The typical compliant hydrodynamic thrust bearing employs a plurality of bearing pad assemblies, each including a resilient supporting element and an attached overlying bearing sheet. The pads are mounted on the surface of the thrust plate in bearing relationship to the thrust runner. Briefly, the theory of this bearing posits a hydrodynamic supporting gas film generated by the relative movement of the thrust runner over the bearing sheet to support the thrust runner on a thin cushion of gas. The compliance of the supporting element underlying the bearing sheet enables it to deflect to assume the optimum shape relative to the thrust runner surface to produce the maximum supporting fluid pressure over the greatest area. It also enables the bearing sheet to conform, to some extent, to misaligned, unbalanced, and thermally distorted thrust runners.

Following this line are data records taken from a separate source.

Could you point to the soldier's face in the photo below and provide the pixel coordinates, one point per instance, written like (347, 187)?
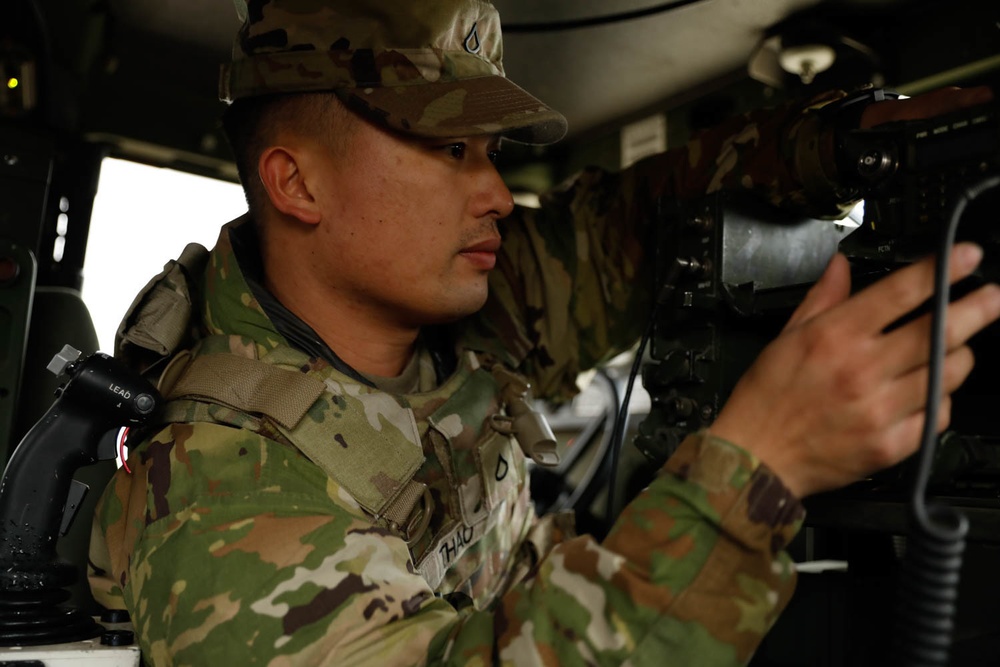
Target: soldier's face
(409, 229)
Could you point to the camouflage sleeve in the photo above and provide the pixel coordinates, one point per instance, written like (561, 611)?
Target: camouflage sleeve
(573, 283)
(692, 573)
(263, 560)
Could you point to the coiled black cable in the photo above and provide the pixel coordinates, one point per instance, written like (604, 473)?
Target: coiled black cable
(928, 587)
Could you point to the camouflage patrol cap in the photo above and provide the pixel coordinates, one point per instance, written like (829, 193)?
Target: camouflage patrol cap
(429, 68)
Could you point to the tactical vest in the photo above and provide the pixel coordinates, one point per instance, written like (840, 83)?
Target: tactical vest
(465, 508)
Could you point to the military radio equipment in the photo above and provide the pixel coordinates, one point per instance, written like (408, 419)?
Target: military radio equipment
(911, 173)
(753, 265)
(39, 497)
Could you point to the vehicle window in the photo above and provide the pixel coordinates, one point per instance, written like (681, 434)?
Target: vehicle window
(144, 216)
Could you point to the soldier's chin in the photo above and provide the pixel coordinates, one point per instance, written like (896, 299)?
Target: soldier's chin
(454, 309)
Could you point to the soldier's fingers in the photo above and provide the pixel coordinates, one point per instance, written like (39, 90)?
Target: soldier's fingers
(879, 305)
(908, 347)
(908, 393)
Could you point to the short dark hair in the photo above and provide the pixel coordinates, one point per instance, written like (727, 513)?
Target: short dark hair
(250, 126)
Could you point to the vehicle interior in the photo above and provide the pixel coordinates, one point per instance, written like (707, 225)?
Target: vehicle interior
(88, 82)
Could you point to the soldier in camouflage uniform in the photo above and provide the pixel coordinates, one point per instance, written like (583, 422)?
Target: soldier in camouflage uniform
(306, 501)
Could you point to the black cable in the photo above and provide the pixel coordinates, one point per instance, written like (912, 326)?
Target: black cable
(928, 587)
(593, 21)
(621, 418)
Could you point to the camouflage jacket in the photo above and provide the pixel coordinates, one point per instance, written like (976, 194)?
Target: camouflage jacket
(228, 541)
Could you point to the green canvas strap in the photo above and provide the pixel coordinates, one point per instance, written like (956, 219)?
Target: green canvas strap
(378, 475)
(248, 385)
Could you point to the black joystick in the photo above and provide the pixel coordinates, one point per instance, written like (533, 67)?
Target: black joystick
(38, 495)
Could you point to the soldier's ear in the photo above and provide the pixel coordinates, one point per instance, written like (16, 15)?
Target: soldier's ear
(281, 172)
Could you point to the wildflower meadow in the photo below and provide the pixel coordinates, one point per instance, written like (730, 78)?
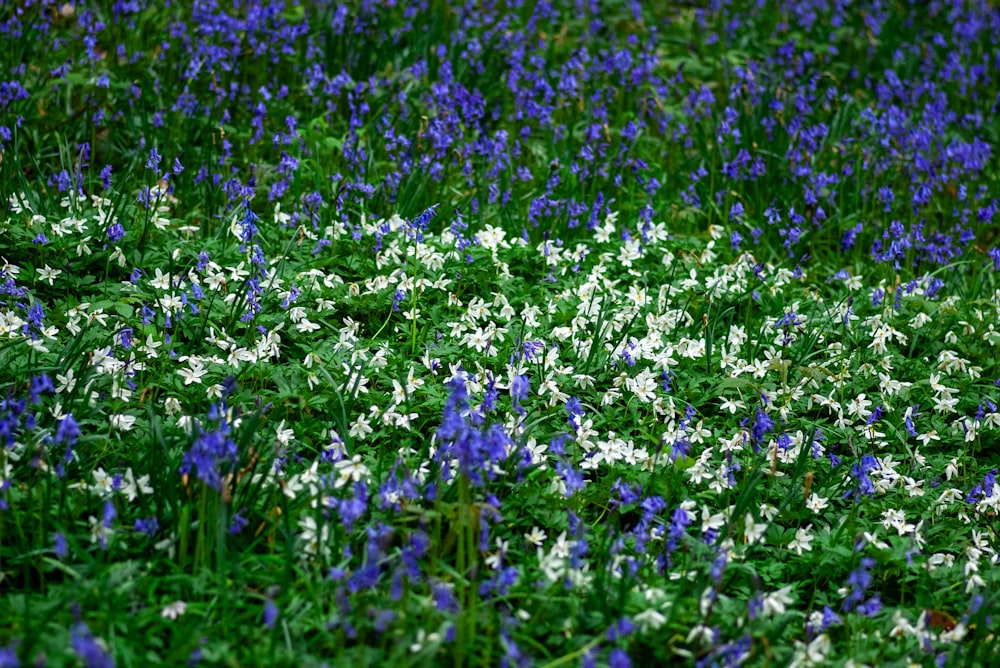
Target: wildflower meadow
(517, 333)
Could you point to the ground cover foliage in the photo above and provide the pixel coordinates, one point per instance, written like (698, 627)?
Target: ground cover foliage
(574, 333)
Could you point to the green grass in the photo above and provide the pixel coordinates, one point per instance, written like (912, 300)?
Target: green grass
(446, 335)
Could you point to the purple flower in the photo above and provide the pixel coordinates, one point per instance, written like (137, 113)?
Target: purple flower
(270, 614)
(214, 453)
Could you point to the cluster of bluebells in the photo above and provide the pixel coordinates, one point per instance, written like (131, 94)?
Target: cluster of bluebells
(519, 138)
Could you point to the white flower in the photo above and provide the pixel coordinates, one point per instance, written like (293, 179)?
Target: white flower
(536, 536)
(49, 274)
(174, 610)
(816, 503)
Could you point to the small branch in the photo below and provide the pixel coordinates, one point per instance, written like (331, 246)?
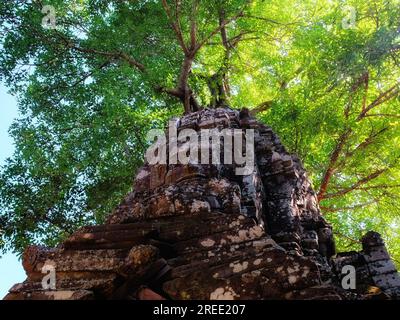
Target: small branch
(383, 97)
(332, 163)
(175, 24)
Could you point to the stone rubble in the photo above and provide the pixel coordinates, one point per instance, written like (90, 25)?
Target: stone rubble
(202, 232)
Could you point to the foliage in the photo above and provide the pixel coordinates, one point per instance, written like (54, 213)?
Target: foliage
(91, 88)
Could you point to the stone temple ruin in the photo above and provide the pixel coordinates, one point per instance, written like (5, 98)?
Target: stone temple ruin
(202, 232)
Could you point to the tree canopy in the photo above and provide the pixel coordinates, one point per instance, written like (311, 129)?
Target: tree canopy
(93, 79)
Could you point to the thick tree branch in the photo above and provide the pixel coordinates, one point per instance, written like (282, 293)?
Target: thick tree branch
(383, 97)
(356, 185)
(332, 163)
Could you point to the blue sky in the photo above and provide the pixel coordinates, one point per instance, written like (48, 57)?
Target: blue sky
(11, 270)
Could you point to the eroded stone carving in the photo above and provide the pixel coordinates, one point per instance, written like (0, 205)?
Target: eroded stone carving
(201, 232)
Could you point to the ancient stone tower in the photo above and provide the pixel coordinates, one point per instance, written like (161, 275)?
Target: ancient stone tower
(202, 232)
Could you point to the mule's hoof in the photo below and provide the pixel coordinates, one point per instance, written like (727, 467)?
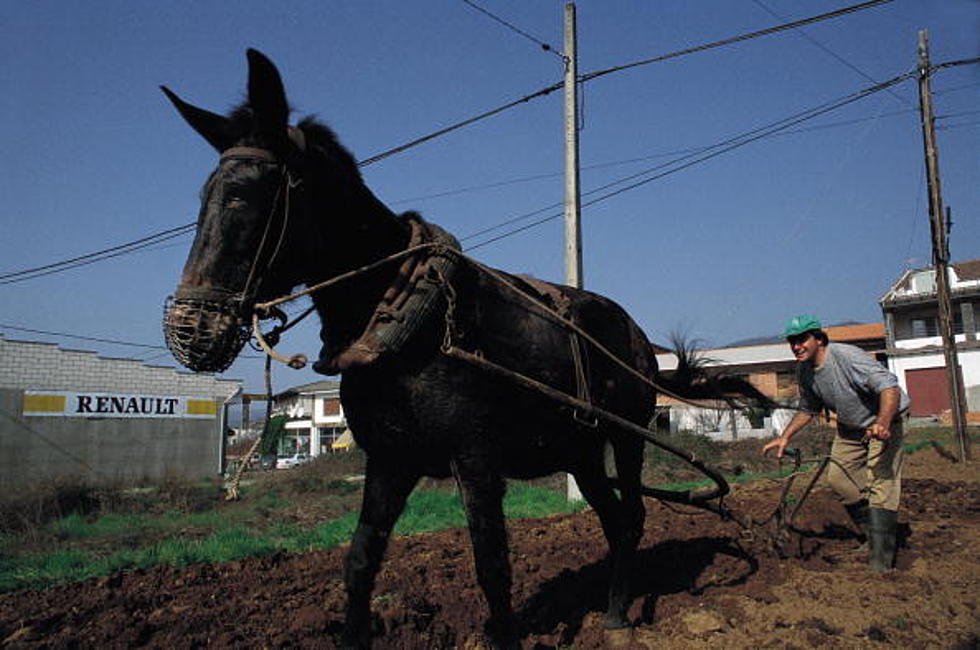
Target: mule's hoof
(616, 623)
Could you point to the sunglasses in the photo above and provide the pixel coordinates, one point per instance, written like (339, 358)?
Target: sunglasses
(796, 339)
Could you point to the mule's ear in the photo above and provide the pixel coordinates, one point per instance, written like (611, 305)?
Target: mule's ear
(211, 126)
(267, 97)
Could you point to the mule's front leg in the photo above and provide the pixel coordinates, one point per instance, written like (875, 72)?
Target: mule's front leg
(622, 522)
(483, 495)
(385, 490)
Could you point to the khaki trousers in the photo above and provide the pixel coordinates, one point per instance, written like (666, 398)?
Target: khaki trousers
(866, 469)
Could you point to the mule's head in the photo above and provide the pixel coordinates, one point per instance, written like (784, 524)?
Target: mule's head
(243, 252)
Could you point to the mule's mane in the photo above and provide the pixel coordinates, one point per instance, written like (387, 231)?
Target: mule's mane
(320, 139)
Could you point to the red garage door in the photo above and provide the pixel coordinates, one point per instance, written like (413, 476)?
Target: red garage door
(928, 390)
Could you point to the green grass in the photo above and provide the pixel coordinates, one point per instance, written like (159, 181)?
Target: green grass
(426, 511)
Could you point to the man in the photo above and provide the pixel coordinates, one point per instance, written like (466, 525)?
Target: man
(866, 454)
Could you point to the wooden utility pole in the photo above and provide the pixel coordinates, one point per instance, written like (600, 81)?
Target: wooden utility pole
(940, 249)
(573, 233)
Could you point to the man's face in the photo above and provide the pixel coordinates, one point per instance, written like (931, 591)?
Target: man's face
(805, 346)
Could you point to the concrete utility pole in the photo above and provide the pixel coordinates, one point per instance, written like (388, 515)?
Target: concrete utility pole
(573, 234)
(940, 249)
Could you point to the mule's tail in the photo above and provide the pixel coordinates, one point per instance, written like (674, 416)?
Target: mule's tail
(694, 379)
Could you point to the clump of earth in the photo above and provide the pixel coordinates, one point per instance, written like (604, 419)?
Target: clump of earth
(700, 582)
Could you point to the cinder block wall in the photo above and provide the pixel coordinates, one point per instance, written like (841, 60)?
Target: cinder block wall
(102, 450)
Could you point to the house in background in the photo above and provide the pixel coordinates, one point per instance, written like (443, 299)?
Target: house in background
(770, 366)
(316, 423)
(915, 352)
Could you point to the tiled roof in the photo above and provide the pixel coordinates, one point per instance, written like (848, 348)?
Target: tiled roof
(859, 332)
(967, 270)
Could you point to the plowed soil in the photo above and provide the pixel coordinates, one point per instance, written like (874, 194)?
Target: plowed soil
(701, 583)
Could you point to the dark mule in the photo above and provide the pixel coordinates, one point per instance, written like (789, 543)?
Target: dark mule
(285, 207)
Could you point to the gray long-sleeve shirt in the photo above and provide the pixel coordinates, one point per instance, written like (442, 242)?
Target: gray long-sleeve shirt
(848, 383)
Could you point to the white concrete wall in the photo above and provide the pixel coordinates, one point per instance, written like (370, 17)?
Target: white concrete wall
(969, 362)
(28, 365)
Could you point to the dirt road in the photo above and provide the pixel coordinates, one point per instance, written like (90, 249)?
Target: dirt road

Despite the proven advantages that the use of these bearings confer, we have recognized certain potential advantages which may accrue from a refinement of these bearings for certain high load or potential misalignment applications such as moving equipment including ground vehicles and particularly aviation applications. High speed rotating machinery experiences a strong gyroscopic effect during deviation from straight-line motion, causing strong transaxial forces to be exerted on the bearings. These forces are proportional to the moment of inertia of the rotor, the rotation speed of the rotor, and the angular velocity of vehicle executing the maneuver. Increasing the rotor speed, and the speed and maneuverability of the vehicle increases these transient transaxial forces to the extent that, during certain evasive movements of high performance fighter aircraft, for example, the forces can exceed the load capacity of the bearing. Failure can occur in misalignment situations when the load borne by the bearing is concentrated in a small area of the bearing surface, and the fluid film between the relatively rotating parts in that small area is unable to carry the load tending to force those parts together. When this happens, the metal surfaces come into contact at high rotational speeds causing damage to the bearing.